Saturday, August 06, 2011

A walk up Cairn Table from Muirkirk was curtailed by heavy rain. However family parties of Meadow Pipit and Wheatear on the way up (a female and two fledglings of the latter together on fenceposts) were some compensation.Earlier in the afternoon, at least eight Song Thrushes and a similar number of Blackbirds were feeding on the Muirkirk Football Ground. I don't remember seeing such a concentration of Song Thrushes before, and can only conclude that at least one family party was involved.

Friday, August 05, 2011

An interesting item on the web today concerns a Great Tit being "swallowed" by a Pitcher Plant.

Thursday, August 04, 2011

A single Swift was screaming over Newton Mearns just after midday. This evening, a Swallow and a Goldfinch were over Crutherland House in East Kilbride.
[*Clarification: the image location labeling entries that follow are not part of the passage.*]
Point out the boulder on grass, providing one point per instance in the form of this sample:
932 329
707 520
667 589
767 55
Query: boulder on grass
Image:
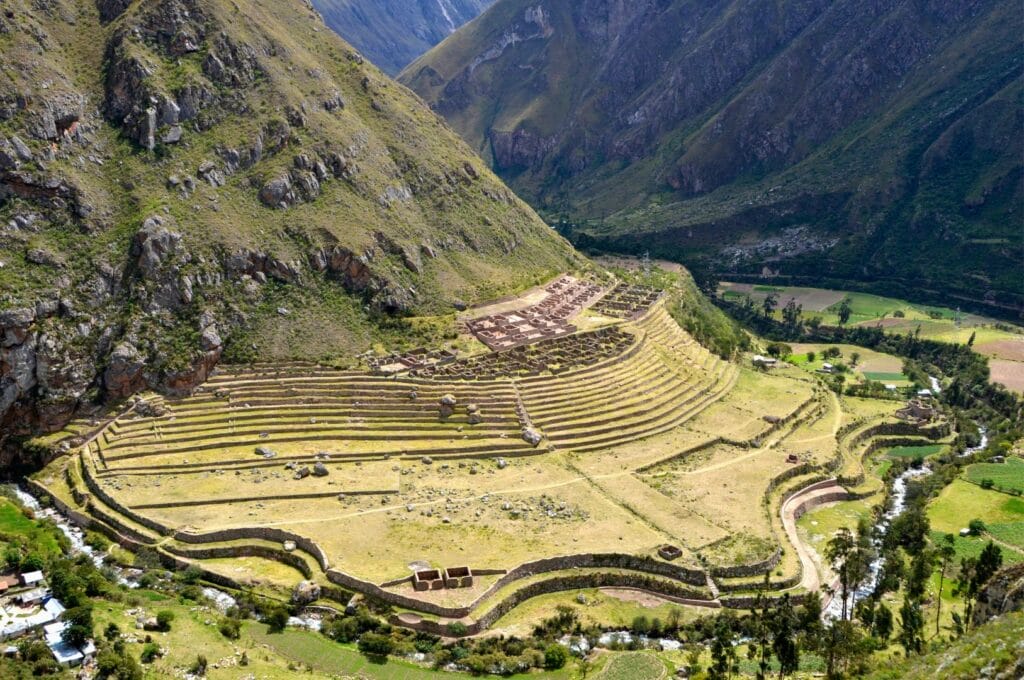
305 592
531 436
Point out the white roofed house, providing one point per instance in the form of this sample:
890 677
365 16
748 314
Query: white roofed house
32 578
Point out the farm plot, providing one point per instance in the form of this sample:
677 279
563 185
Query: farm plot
603 444
1005 476
961 502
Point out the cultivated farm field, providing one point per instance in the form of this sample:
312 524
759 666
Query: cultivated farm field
566 463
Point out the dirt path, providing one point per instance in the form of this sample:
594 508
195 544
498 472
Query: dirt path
810 579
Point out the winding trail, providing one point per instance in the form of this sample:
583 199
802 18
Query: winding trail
817 495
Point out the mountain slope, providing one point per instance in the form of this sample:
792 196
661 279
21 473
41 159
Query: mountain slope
843 141
184 179
392 33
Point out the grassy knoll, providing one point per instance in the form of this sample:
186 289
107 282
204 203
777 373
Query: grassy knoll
634 666
819 525
982 651
194 632
610 607
961 502
870 365
1009 475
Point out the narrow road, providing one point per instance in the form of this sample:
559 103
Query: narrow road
810 579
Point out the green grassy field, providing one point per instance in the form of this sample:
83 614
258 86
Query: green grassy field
1009 475
894 314
1012 533
982 651
317 652
881 376
634 666
915 452
961 502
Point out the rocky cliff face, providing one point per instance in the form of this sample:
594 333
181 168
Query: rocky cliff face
180 175
1003 594
736 134
392 33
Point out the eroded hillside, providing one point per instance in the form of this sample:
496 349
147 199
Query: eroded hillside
736 135
184 178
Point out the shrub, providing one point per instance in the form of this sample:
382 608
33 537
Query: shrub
276 619
151 651
229 628
555 656
199 666
164 619
374 644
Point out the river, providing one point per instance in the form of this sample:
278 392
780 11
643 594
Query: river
835 607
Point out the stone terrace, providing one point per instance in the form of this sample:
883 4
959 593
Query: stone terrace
553 355
544 321
627 301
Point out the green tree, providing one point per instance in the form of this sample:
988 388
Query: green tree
946 552
844 311
199 666
882 626
555 656
164 619
850 556
375 644
275 620
724 662
911 626
844 648
784 637
78 627
229 628
792 312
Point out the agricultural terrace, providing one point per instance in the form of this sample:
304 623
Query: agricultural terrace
564 462
1004 344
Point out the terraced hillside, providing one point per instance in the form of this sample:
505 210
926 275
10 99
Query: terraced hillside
539 468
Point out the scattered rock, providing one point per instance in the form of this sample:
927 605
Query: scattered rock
305 592
531 436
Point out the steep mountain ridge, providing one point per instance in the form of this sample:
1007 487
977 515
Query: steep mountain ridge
393 33
183 179
843 141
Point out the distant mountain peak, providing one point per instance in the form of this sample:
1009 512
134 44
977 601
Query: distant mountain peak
393 33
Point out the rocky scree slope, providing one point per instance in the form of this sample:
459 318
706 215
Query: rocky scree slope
392 33
850 140
184 178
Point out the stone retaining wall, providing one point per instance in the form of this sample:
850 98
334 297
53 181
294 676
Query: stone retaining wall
748 569
610 560
213 552
94 486
263 533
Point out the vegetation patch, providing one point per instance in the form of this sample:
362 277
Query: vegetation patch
1007 476
634 666
918 453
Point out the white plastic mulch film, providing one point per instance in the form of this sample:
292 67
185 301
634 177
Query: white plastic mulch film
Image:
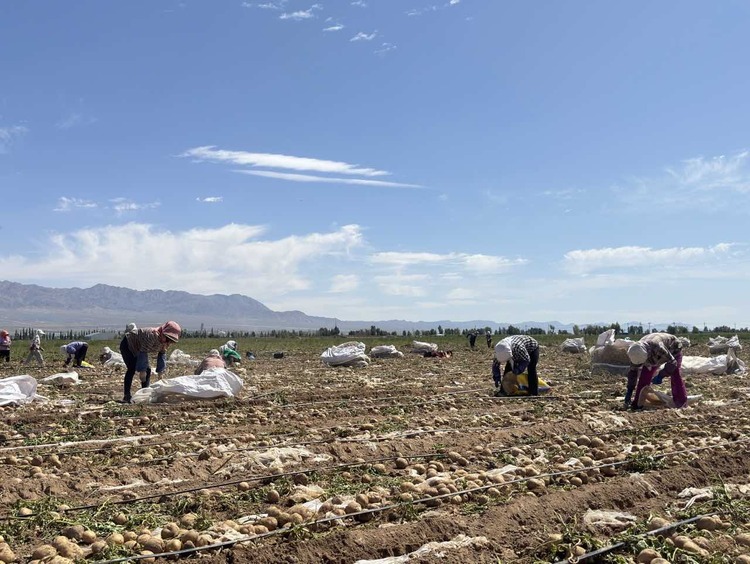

Wednesday, August 03, 2011

A really good day of natural connections here in a sunny west central Scotland. The morning started with two young Woodpigeons (looking like they were just out of the nest) feeding with adults on the lawn at the entrance to the estate. At lunchtime, a walk around the dams in Murdiestion Park revealed a female Tufted Duck with four young on Cowdenknowes Dam, my first confirmed breeding for the site. The Mute Swan broods on the two dams appear to be thriving, and there were fair numbers of young Mallards, Coots and Jackdaws around as well.
Driving home, over 50 large gulls (mainly Lesser black backs) were spiralling over the Woodhall roundabout, presumably feeding on flying ants.
This evening, at least 30 (possibly many more) Pied Wagtails were funnelling into small trees along the front of the Silverburn shopping centre in Glasgow. This clearly looks like a well-subscribed roost site - although I hadn't heard anything about it before.

Tuesday, August 02, 2011

Another day, another dead Hedgehog. This time on the M8 just after the Bishopton bend.

Monday, August 01, 2011

A Lesser black backed Gull was feeding a squealing juvenile on the roof of the church hall opposite Ardgowan Hospice, Greenock this morning. There are numerous others on rooves around the area. At this time of year, their whingeing calls are a common sound above the traffic noise.
An unusual sight on the way home from work this evening was a Hedgehog, dead, on the A8 at Cappielow. Back in Cardonald, a Swft was jinking along Cardonald Gardens at rooftop height.